27 November 2009

Rising Numbers Requesting Food Aid

Wall Street Journal



The U.S. Agriculture Department said Monday the number of households that reported struggling to buy enough food in 2008 jumped 31% over the previous year.

According to the USDA's annual poll, 17 million U.S. households reported some degree of food insecurity in 2008, up from 13 million households in 2007.

"It is time for America to get very serious about food security and hunger," said Agriculture Secretary Tom Vilsack, who is pressing Congress to expand such programs as food stamps and free school lunches that consume roughly 70% of his department's budget.

Comparable numbers for 2009 aren't available yet. Officials with organizations involved in feeding the hungry say the survey results square with growing demand at food pantries: the number of people seeking help this summer is up an average of 30% from the summer of 2008, according to a recent survey of food banks by Feeding America, a food-bank network.

The 2008 survey results suggest that almost 15% of U.S. households had trouble putting enough food on their tables, up from 11% in 2007; the proportion is the highest detected by the survey since it began in 1995. Put another way, about 49 million people, including about 17 million children, worried last year about getting enough to eat.
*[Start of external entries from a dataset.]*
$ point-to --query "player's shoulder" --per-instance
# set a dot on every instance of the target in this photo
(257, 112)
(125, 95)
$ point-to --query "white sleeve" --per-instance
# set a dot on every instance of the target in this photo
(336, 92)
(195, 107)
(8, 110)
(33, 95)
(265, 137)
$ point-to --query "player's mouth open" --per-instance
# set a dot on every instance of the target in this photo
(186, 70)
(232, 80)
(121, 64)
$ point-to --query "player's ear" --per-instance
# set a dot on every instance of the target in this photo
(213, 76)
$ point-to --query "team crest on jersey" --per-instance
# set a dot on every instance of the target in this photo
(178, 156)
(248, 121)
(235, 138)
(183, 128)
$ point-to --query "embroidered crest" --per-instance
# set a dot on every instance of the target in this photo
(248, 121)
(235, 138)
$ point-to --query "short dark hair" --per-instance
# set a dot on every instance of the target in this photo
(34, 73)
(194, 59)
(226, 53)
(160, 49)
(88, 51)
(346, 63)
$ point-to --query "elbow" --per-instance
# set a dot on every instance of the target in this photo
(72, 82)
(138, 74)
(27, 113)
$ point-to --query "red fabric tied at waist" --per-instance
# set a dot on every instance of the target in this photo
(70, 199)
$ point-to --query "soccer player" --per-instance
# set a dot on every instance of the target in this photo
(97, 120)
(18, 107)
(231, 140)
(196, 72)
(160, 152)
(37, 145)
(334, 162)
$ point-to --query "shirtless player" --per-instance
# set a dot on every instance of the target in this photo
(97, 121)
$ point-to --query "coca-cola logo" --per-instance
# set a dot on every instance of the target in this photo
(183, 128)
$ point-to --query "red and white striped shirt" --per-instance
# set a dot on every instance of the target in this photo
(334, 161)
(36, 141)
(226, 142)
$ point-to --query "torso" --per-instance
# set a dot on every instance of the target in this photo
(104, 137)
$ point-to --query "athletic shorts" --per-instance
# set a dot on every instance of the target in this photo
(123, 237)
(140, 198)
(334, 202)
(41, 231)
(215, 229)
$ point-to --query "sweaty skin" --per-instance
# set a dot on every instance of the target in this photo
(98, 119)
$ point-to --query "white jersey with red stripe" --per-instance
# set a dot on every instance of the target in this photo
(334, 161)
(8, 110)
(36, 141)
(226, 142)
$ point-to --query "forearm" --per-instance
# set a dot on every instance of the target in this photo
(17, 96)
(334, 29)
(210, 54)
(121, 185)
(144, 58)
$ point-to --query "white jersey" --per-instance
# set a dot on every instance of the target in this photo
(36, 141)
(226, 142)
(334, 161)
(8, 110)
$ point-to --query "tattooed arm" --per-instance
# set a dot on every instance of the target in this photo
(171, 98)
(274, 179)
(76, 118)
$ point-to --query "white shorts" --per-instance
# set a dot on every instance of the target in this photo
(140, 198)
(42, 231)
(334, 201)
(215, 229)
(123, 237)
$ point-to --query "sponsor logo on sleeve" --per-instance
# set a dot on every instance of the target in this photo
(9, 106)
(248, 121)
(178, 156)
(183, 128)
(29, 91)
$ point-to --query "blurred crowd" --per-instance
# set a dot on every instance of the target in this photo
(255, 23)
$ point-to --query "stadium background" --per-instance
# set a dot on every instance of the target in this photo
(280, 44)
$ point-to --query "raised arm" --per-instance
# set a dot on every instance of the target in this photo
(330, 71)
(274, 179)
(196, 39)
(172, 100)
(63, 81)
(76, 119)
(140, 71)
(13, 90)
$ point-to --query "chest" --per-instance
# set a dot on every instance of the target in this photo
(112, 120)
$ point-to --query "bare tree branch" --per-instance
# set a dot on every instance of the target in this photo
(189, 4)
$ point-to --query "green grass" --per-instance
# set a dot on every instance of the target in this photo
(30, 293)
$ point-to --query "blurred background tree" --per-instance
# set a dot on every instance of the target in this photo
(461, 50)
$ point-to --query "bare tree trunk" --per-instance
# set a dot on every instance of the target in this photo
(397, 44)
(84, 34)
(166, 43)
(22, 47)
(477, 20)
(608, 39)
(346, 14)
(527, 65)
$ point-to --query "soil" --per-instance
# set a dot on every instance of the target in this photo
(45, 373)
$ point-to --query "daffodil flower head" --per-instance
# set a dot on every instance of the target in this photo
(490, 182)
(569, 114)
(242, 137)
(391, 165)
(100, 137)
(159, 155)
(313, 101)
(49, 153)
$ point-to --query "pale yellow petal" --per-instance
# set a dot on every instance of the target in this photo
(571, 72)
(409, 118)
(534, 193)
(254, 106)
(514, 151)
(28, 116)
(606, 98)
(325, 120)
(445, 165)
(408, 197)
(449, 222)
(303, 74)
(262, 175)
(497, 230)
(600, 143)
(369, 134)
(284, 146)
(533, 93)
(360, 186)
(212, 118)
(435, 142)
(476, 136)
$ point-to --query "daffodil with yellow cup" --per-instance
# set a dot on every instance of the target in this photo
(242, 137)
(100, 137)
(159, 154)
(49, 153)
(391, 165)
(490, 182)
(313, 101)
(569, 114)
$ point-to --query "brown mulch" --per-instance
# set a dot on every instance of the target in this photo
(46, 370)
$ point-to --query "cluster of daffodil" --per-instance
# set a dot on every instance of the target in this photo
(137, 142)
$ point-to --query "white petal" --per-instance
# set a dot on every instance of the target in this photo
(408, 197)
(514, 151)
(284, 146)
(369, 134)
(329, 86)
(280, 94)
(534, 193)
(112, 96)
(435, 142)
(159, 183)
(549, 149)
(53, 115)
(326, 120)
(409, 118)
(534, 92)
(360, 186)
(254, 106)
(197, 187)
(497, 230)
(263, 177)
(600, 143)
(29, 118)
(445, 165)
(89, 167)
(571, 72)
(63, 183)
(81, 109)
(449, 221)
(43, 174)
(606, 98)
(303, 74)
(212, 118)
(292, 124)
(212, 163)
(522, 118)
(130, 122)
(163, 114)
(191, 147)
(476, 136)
Maura Daly, vice president of government relations for Feeding America, said 90% of food banks in the recent survey reported that, according to anecdotal evidence, unemployment is the leading factor for the increased demand.
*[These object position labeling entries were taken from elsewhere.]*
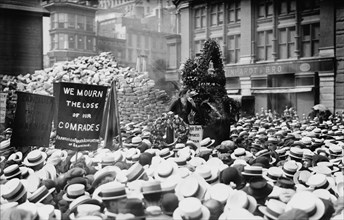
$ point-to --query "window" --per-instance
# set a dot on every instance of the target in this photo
(264, 45)
(130, 40)
(265, 8)
(278, 102)
(154, 42)
(71, 41)
(53, 20)
(310, 5)
(172, 56)
(80, 22)
(284, 80)
(130, 55)
(81, 42)
(138, 42)
(310, 35)
(216, 14)
(219, 41)
(232, 83)
(198, 46)
(200, 17)
(89, 24)
(286, 7)
(62, 42)
(61, 20)
(258, 82)
(286, 43)
(146, 42)
(89, 43)
(234, 11)
(233, 54)
(71, 21)
(53, 42)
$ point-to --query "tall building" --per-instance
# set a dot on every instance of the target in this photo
(21, 38)
(72, 29)
(277, 53)
(143, 24)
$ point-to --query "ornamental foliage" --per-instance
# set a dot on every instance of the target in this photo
(206, 76)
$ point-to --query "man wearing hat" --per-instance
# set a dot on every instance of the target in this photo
(152, 194)
(14, 191)
(113, 195)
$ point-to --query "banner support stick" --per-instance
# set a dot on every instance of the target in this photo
(117, 115)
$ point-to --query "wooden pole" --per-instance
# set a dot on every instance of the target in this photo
(117, 114)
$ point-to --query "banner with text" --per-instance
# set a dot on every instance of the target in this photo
(80, 111)
(32, 122)
(196, 134)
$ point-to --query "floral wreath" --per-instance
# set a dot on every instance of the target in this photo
(159, 129)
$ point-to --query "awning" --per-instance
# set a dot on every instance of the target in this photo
(274, 90)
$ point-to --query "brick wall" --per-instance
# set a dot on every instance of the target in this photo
(339, 92)
(21, 42)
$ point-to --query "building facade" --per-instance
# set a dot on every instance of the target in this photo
(21, 38)
(276, 53)
(339, 92)
(72, 29)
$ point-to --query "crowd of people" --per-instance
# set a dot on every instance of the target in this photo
(269, 168)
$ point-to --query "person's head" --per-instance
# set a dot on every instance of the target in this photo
(115, 205)
(183, 93)
(169, 203)
(16, 214)
(49, 200)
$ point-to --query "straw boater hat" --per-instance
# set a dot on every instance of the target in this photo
(296, 152)
(165, 153)
(40, 194)
(11, 172)
(273, 173)
(130, 153)
(210, 174)
(85, 199)
(34, 158)
(26, 172)
(207, 142)
(240, 152)
(240, 199)
(330, 165)
(13, 190)
(16, 157)
(318, 181)
(301, 177)
(252, 171)
(192, 186)
(290, 168)
(85, 210)
(112, 191)
(259, 188)
(191, 208)
(219, 192)
(136, 171)
(150, 187)
(307, 202)
(74, 191)
(273, 209)
(336, 150)
(135, 142)
(166, 169)
(106, 171)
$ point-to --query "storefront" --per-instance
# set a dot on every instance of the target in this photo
(299, 84)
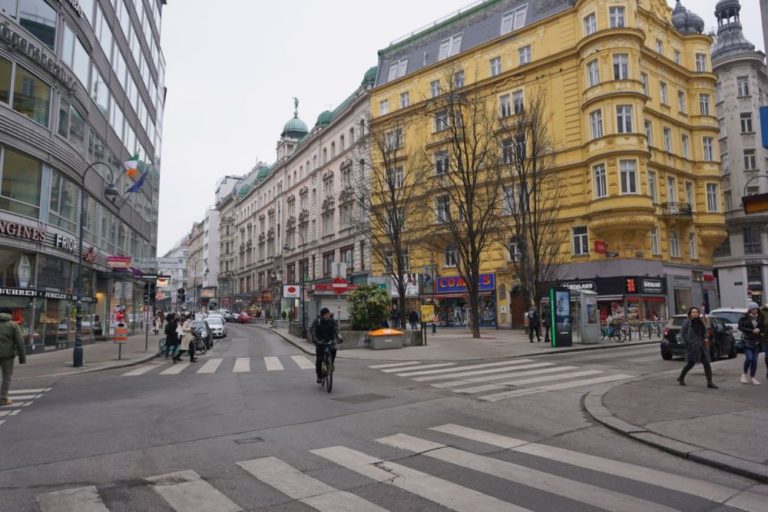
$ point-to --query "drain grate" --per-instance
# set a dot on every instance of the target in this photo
(361, 399)
(249, 440)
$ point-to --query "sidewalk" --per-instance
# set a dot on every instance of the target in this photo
(708, 426)
(102, 355)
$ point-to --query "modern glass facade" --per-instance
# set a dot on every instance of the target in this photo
(81, 91)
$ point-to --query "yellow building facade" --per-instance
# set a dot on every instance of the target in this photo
(630, 98)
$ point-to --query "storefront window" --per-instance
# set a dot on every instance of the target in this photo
(64, 204)
(21, 181)
(39, 18)
(31, 96)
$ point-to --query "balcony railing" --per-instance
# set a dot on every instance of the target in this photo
(676, 209)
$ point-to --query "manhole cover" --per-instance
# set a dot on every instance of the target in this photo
(361, 399)
(249, 440)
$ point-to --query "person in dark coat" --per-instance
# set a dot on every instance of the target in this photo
(753, 328)
(534, 322)
(694, 334)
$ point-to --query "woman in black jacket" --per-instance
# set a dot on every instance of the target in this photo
(753, 328)
(694, 333)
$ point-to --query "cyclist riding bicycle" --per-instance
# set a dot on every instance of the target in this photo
(325, 330)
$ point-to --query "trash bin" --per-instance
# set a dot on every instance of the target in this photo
(386, 338)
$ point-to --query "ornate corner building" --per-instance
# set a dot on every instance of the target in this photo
(630, 95)
(81, 91)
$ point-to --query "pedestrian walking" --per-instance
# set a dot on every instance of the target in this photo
(694, 336)
(534, 322)
(413, 319)
(11, 346)
(753, 330)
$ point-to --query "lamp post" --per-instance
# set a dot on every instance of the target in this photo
(111, 193)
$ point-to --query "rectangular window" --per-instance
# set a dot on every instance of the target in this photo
(524, 54)
(709, 149)
(580, 241)
(655, 246)
(713, 203)
(596, 123)
(601, 185)
(750, 162)
(742, 85)
(746, 122)
(674, 244)
(616, 15)
(434, 88)
(405, 99)
(442, 162)
(667, 139)
(752, 244)
(495, 65)
(628, 173)
(590, 24)
(704, 104)
(701, 62)
(593, 73)
(624, 118)
(652, 187)
(621, 66)
(663, 95)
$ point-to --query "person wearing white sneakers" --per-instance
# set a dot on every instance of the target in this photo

U.S. consumers in 2008 also saw a sudden acceleration in the cost of food. While the food inflation rate has stalled this year, some economists are worried that the move by many recession-weary farmers to cut production might ignite grocery prices again next year.
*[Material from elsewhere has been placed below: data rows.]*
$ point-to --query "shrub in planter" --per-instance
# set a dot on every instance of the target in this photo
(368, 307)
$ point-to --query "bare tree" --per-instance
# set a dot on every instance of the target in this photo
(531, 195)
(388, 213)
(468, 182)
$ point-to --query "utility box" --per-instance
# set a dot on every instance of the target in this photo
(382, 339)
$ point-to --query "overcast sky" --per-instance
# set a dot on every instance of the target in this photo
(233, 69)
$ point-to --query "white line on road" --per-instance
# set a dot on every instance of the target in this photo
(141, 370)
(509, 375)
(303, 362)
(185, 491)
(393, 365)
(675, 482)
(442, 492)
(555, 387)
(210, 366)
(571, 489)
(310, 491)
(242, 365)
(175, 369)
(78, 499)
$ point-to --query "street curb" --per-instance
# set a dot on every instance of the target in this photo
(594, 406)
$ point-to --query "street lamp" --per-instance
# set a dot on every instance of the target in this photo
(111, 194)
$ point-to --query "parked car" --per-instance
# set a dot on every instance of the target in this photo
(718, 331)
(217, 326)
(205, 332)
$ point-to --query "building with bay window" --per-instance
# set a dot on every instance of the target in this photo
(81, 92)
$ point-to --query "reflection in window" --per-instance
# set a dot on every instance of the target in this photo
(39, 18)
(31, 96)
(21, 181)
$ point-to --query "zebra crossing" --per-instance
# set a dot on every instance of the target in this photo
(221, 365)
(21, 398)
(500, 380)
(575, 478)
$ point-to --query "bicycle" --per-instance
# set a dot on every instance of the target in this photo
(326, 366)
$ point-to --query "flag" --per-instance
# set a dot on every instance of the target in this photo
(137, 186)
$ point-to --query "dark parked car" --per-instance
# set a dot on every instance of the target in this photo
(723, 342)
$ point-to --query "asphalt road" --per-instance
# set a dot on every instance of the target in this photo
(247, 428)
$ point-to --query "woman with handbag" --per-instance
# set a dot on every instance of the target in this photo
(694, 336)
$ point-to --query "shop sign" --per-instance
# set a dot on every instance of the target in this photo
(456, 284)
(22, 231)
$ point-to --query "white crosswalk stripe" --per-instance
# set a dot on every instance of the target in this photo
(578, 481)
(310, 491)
The global recession is helping swell the number of hungry people around the world to the highest levels since the early 1970s.


But the way USDA economists measure food worries in the U.S. is far more liberal than their gauge for other nations, where people are labeled food insecure only if they consume fewer than 2,100 calories a day. Few of the U.S. households labeled as food insecure by the USDA have it that tough.

Instead, the USDA's domestic survey tries to quantify the number of households that have difficulty providing enough food at some time during the year. Many of these families are able to avoid hunger by participating in such federal nutrition programs as food stamps, or by having their children participate in a free school-lunch program.

Still, the USDA survey indicates that someone in about one-third of food-insecure households experienced some hunger or came very close to it in 2008. In these households with very low food security, food consumption fell and normal eating patterns were disrupted.

According to the survey, 6.7 million U.S. households had very low food security in 2008, up 43% from 4.7 million households in 2007.